The adults round the smaller table grew talkative. “When did Colin start building that thing Mr Kerr? It’s huge.”

“Call me Gordon, Mavis. It started when his mother and me gave him a box of Lego bricks on his eighth or ninth birthday. He made a clever little fort and kept tinkering with it so we gave him another box a year later. Of course in our old home he hadnae much room to expand. And, by the age of fourteen he had other interests and wouldnae have noticed if I’d broken the whole thing up and given it to Oxfam. I wish I had! Five months ago back he comes from Cambridge, brings the thing here and buys more boxes of Lego! He’s worked on it during his free time ever since.”

“Why?”

“He says Cambridge has spoiled him for social life in Scotland.”

“It’s true,” said Colin. “The friends I had before I went south now meet in pubs I don’t like and talk politics which don’t interest me.”

“Who keeps the house so beautifully spotless and tidy?” said Mavis, looking about.

“We have a cleaning woman for an hour on Mondays and Fridays.”

“Dad’s being modest,” said Colin. “He does practically everything. I’m no sort of housewife.”

“Neither am I,” said Mavis.

“I had to learn to be when Colin’s mum passed away,” said Gordon, smiling. “He was ten at the time and we hadnae the money to hire domestic help. But it’s surprising what you can take satisfaction in when you apply yourself — even dusting a room.”

“The application is what defeats me,” said Mavis ruefully.

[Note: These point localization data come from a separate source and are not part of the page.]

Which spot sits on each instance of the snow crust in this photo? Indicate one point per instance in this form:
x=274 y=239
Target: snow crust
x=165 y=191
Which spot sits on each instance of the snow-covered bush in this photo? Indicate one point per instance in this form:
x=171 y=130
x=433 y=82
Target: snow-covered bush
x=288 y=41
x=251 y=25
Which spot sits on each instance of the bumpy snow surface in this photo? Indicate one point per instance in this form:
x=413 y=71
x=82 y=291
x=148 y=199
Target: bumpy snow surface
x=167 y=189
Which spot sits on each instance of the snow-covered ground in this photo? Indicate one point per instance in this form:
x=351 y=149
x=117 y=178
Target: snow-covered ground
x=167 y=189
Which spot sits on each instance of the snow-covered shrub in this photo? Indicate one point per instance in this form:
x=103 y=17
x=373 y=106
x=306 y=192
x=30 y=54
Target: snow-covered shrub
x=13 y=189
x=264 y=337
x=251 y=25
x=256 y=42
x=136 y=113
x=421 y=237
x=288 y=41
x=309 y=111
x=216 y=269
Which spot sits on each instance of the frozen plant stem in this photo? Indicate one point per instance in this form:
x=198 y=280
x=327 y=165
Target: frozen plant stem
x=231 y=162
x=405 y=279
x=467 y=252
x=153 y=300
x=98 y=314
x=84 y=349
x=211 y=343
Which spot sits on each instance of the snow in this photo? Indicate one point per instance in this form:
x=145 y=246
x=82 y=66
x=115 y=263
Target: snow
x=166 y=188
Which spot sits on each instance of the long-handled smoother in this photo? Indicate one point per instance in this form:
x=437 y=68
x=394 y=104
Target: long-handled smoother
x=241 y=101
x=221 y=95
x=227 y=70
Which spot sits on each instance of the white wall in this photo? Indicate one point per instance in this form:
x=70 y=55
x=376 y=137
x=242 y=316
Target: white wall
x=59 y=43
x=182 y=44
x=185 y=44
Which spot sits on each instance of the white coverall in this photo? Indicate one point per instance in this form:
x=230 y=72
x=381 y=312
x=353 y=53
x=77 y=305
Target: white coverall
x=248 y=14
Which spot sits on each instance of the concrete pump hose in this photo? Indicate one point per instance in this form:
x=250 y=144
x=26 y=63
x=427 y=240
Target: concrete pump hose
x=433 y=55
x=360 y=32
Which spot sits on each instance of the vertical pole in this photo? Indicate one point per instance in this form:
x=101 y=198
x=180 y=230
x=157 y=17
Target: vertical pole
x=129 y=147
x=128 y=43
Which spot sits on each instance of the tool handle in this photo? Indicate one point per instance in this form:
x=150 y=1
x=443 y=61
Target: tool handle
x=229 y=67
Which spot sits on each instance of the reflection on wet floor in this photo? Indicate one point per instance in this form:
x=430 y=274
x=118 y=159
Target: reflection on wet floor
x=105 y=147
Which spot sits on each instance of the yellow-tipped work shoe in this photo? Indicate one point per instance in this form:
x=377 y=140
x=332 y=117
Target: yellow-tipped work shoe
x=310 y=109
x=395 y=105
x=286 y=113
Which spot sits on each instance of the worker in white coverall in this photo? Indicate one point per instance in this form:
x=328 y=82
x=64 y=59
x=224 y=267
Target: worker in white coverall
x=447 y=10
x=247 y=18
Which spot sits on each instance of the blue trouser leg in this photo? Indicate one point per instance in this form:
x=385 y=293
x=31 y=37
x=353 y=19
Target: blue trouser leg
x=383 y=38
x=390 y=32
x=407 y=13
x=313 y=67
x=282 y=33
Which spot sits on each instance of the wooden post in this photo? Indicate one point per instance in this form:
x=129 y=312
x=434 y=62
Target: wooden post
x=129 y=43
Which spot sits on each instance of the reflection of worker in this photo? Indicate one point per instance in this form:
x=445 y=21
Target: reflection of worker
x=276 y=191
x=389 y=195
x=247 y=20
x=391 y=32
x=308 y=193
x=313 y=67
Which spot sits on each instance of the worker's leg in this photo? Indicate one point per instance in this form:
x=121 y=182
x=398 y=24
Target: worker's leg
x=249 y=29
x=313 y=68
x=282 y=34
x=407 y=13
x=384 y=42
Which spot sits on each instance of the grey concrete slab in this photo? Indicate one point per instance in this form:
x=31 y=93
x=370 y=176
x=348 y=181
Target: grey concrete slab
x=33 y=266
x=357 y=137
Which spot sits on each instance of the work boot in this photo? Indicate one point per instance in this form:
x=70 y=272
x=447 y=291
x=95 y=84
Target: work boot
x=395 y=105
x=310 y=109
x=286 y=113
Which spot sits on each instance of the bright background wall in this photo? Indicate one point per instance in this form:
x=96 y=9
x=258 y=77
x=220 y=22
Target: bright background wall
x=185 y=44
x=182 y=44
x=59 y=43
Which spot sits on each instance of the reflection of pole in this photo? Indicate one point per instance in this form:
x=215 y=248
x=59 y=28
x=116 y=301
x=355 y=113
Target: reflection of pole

“Is there no oil on this planet of yours Colin?” asked Bill sitting down beside them and taking a biscuit.

“No fossil fuel of any kind.”

“But they could have airships with steam-driven propellers.”

“Not practical. Sparks from the furnace would ignite the gas and …”

“Not if they used helium. It’s non-inflammable. I’ve looked into it.”

“No steam engine could drive an airscrew fast enough to lift its weight.”

“But if the airship was big enough —”

“The bigger the airship the more engines it needs. Early airships and aeroplanes were equally dependent on the petrol engine.”

Bill sulked for a moment then shouted, “Rocket-powered gliders! What about them?”

“Listen Bill!” said Colin raising a warning finger, “if you mean to bomb my city you must expect me to defend it. I don’t know how yet but I’ll think of something — barrage balloons with gun platforms perhaps.”